I would hate to see insurance companies imposing restrictions on single-handing based on very occasional incidents like this.
(I assume she must have had bilge keels as there is no water left at Bideford at LW. That also explains why a millionaire is buying a Moody 31. Anything bigger is of little use in the estuary.)
(I assume she must have had bilge keels as there is no water left at Bideford at LW. That also explains why a millionaire is buying a Moody 31. Anything bigger is of little use in the estuary.)
Like most things in life, we need balance. I'm aiming to still be sailing at 75 - drowning at 65 is not the best way to achieve that.

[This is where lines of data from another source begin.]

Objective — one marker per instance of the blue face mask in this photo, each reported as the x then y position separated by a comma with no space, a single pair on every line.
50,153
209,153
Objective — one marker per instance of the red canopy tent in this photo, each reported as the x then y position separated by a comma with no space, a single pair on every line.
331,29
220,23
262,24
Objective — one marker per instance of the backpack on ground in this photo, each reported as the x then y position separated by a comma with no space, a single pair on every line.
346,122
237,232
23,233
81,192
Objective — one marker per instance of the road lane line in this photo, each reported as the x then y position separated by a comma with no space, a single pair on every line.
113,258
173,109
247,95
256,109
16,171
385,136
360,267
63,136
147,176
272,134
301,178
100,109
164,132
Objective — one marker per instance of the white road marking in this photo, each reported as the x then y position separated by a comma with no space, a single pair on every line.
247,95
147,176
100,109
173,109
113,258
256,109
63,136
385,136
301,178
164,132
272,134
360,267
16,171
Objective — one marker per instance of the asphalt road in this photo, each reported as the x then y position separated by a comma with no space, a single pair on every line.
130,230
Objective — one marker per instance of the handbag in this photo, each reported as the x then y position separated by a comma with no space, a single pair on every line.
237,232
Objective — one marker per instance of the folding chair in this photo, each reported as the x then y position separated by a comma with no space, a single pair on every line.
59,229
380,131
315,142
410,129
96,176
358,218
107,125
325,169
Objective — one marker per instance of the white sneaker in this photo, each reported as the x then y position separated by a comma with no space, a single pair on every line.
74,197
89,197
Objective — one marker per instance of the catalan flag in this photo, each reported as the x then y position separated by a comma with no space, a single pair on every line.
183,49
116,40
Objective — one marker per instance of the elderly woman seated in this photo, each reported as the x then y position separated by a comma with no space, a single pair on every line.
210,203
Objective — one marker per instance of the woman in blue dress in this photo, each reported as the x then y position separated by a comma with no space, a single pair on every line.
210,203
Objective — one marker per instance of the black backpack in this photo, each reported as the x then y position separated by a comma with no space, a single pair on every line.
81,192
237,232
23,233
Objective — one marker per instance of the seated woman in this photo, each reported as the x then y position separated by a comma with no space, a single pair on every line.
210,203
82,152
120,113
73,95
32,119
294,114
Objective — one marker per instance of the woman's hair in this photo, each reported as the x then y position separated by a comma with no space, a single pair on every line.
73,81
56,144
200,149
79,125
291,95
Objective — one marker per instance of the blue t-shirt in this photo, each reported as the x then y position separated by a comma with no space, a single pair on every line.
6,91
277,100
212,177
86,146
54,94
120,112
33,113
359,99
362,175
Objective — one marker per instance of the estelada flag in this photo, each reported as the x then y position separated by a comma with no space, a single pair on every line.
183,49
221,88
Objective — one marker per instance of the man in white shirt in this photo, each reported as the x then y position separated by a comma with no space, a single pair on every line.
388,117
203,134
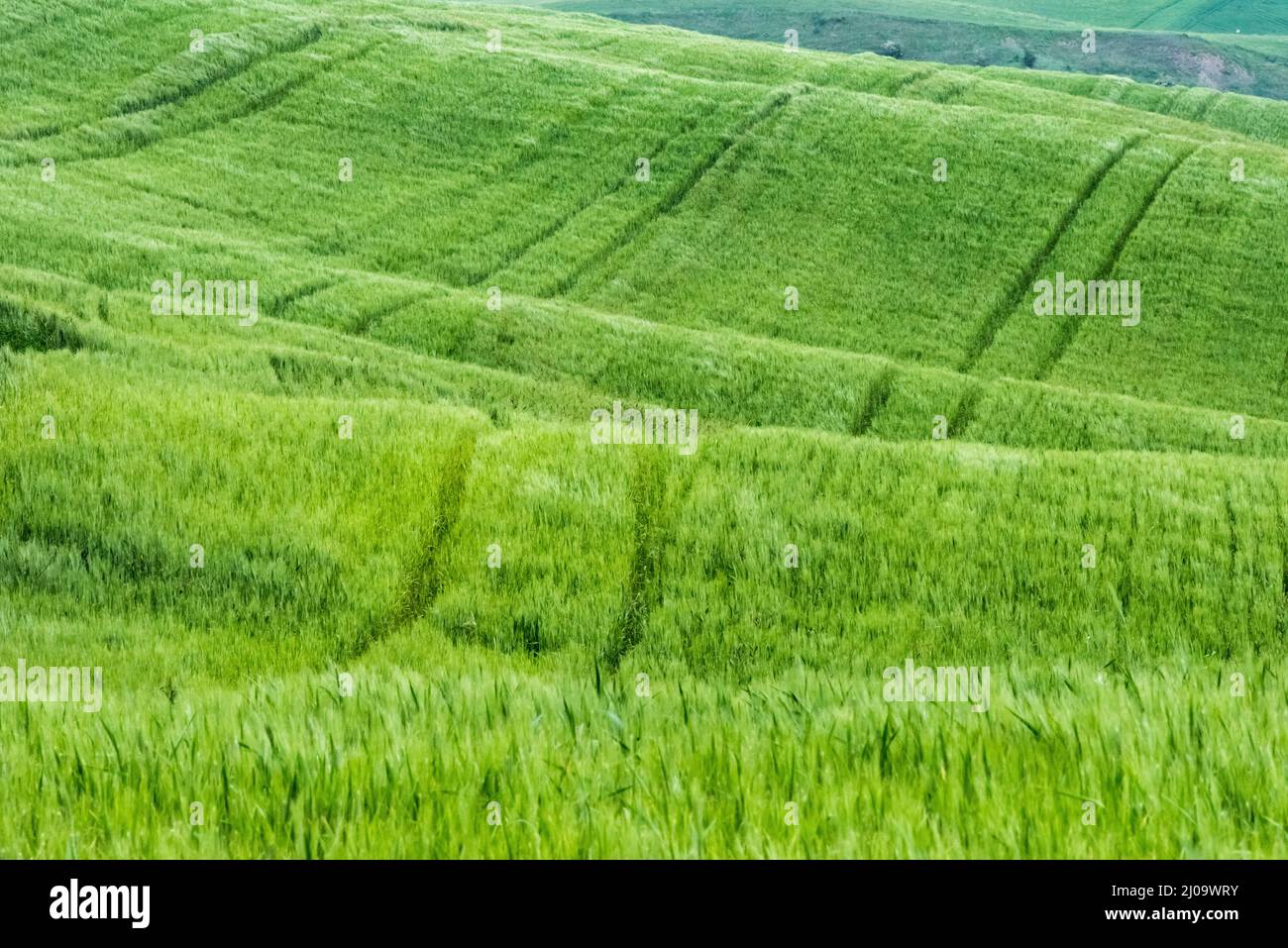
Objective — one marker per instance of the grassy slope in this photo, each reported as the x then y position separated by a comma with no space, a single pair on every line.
986,37
520,685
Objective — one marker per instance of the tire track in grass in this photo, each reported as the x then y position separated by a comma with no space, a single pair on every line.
535,154
278,307
993,322
1211,11
183,90
1282,625
374,317
1072,324
648,496
874,401
426,575
548,233
254,104
194,85
776,103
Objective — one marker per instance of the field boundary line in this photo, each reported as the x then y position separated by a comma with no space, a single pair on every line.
426,576
768,110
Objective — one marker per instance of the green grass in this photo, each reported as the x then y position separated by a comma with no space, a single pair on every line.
642,673
1162,52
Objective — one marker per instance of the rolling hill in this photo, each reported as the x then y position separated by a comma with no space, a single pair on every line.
362,583
1164,44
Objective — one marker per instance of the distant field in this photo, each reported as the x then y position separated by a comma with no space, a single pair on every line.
996,35
360,579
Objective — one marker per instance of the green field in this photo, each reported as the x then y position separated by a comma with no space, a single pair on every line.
468,630
1155,51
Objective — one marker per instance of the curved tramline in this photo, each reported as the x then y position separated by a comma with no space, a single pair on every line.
619,412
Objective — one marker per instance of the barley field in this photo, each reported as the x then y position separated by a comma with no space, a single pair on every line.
362,581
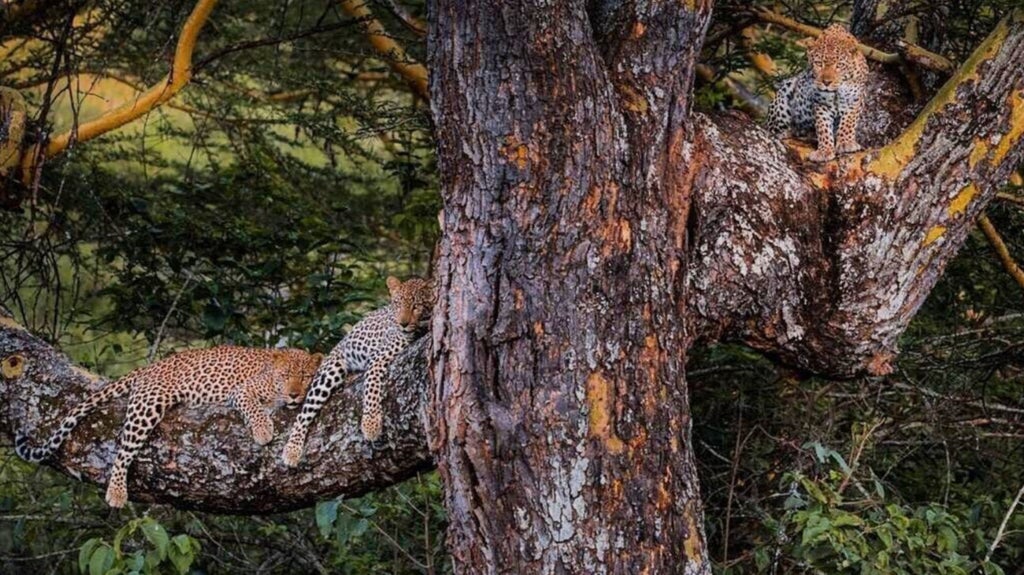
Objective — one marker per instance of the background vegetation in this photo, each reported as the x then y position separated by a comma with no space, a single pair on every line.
265,204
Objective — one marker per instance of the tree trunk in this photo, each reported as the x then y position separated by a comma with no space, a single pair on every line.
560,415
594,229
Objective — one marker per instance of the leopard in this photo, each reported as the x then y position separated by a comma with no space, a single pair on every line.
370,346
252,379
826,98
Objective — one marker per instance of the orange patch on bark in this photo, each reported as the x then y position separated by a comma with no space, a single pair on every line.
980,150
933,234
1016,128
12,366
599,402
960,204
516,152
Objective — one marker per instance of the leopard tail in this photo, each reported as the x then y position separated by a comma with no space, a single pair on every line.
110,392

Maybe the shopping was ballast and the father was in a coffin.It that what they meant![]()
Her father was aged 97, and was given the option of not sailing with them - but didn't want to miss out on two trans-atlantic crossings...

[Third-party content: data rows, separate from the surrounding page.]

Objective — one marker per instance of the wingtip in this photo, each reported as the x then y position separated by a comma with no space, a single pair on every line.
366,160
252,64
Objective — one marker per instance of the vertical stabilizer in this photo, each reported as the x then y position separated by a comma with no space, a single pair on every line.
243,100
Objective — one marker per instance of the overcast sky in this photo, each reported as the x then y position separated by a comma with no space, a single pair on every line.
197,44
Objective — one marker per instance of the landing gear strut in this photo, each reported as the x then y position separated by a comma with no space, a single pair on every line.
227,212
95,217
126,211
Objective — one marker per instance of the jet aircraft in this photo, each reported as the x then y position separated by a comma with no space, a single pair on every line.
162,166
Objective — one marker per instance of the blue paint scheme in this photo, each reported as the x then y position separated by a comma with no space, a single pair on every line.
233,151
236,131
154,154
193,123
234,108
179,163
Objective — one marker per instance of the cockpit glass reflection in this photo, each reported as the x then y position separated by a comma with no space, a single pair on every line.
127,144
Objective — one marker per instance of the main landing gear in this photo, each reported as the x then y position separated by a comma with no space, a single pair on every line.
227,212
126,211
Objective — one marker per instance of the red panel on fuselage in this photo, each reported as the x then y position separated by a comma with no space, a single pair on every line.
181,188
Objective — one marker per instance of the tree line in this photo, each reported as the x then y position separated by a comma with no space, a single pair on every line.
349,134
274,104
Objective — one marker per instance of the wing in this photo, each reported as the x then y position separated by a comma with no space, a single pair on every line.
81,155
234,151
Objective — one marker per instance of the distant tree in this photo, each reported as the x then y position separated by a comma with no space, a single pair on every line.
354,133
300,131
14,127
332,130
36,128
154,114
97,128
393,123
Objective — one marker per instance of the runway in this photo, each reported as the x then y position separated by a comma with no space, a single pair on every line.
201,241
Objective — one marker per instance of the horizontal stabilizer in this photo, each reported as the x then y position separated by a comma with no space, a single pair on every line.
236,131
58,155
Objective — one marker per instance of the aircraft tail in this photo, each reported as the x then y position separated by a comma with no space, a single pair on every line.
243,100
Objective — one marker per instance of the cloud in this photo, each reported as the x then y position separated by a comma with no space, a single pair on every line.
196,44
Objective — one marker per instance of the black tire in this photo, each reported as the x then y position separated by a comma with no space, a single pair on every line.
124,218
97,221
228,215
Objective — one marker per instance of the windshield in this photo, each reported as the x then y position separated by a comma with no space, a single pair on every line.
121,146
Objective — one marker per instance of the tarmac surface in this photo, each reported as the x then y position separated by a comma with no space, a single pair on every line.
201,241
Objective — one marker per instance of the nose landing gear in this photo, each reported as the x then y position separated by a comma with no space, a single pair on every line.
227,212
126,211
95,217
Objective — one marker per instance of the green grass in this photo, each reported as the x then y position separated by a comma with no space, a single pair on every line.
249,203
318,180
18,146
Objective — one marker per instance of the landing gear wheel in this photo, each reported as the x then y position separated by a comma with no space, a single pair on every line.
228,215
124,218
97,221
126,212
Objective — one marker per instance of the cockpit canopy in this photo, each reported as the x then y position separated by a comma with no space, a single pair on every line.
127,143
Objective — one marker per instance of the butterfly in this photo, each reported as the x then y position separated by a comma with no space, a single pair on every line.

Am I the only one to think that the more I hear about this incident the more I feel there's something not quite right here.
Or is it simply because I have a suspicious nature.
Shorn
This is what I had thought was the case, that Bideford dries, but I was only going on recollection from the pilot. The boat was (at least listed by the brokerage as being) the fin keeled version of the Moody 31. Not that I wish to join the conspiracy theorists but it seems a strange combination of boat and intended home port to me.

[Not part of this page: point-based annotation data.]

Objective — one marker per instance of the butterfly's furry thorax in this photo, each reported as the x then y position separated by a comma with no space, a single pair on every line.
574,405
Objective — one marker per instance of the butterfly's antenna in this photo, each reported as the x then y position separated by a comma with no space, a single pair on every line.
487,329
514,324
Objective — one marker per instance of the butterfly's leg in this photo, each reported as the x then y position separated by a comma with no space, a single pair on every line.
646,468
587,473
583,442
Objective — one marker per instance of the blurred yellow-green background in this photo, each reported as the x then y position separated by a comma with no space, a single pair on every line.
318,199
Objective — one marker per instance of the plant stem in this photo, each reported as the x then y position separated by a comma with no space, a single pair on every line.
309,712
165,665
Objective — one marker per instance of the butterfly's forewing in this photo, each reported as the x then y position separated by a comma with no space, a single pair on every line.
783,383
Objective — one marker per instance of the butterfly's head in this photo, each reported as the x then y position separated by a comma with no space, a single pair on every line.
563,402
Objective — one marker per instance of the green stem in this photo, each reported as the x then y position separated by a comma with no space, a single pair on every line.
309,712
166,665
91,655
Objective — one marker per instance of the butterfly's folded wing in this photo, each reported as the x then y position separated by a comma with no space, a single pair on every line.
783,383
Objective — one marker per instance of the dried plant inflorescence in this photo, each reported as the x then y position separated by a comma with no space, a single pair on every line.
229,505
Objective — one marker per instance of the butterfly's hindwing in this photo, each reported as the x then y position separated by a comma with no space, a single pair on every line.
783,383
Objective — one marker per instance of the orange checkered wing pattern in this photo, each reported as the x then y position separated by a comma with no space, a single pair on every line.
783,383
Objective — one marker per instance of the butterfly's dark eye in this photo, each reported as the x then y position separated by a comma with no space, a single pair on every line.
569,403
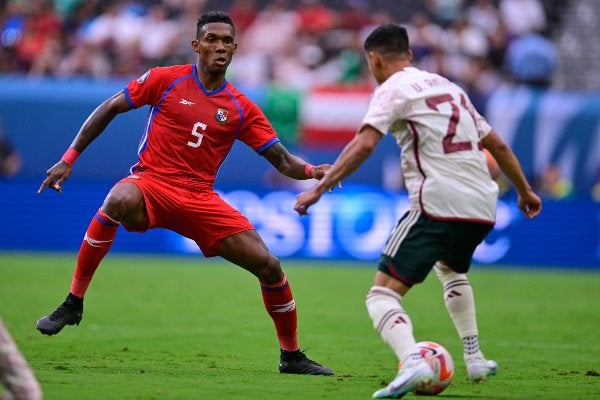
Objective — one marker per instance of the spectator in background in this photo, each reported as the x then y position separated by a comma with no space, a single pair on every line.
243,13
257,58
553,184
531,59
522,16
425,38
159,34
315,18
10,159
484,15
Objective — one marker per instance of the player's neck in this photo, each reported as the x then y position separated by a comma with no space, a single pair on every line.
396,66
210,81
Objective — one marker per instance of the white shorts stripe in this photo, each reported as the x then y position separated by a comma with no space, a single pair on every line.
400,232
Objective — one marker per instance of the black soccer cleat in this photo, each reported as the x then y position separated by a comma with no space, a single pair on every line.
69,312
296,362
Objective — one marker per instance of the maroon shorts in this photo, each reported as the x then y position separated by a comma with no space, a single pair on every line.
201,215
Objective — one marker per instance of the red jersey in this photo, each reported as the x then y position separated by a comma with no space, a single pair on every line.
191,130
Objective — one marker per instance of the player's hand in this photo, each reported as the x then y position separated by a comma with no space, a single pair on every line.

There are a few moorings in the channel at Instow that retain a bit of water but I doubt a fin keel Moody would stay upright at springs. Even if it did the water in the rest of the estuary is too shallow to allow a fin keeler to explore very far and the limitations on entry and exit make it difficult to sail outside for day sails. I don't recall any fin keelers being based there although we got occasional visitors at neaps.
I know she did not get far enough for the entrance to pose a problem but to attempt a long single-handed passage in poor weather when you know you are going to be faced by those potential problems at the end of it does not strike me as sound seamanship.
Just going back to the qualification thing, if she was 65 then it is likely she did adventurous training in the services and it could have been any of the 3, but that would likely be 4 decades ago. How many people had VHF back then? it wasn't even compulsory for smaller yachts in the 79 Fastnet.
The broker said she had a "captains licence" well I believe the current RYA sailing scheme was first developed from what the services were teaching and awarding as qualifications. The services may well have granted their own captains qualification to those who could skipper a small yacht at the time, before they adopted the RYA scheme.
If you look at the RYA log books they have a letter and number. Mine says G15/83, the first edition was Feb 1979, the date of our current RYA sailing scheme perhaps? The G being part of the then Armys A/G/Q administration system and refers to training.
A tragic loss of life, if just one person reads this and has second thoughts about a hastily organised trip in a strange yacht then perhaps it wasn't in vain.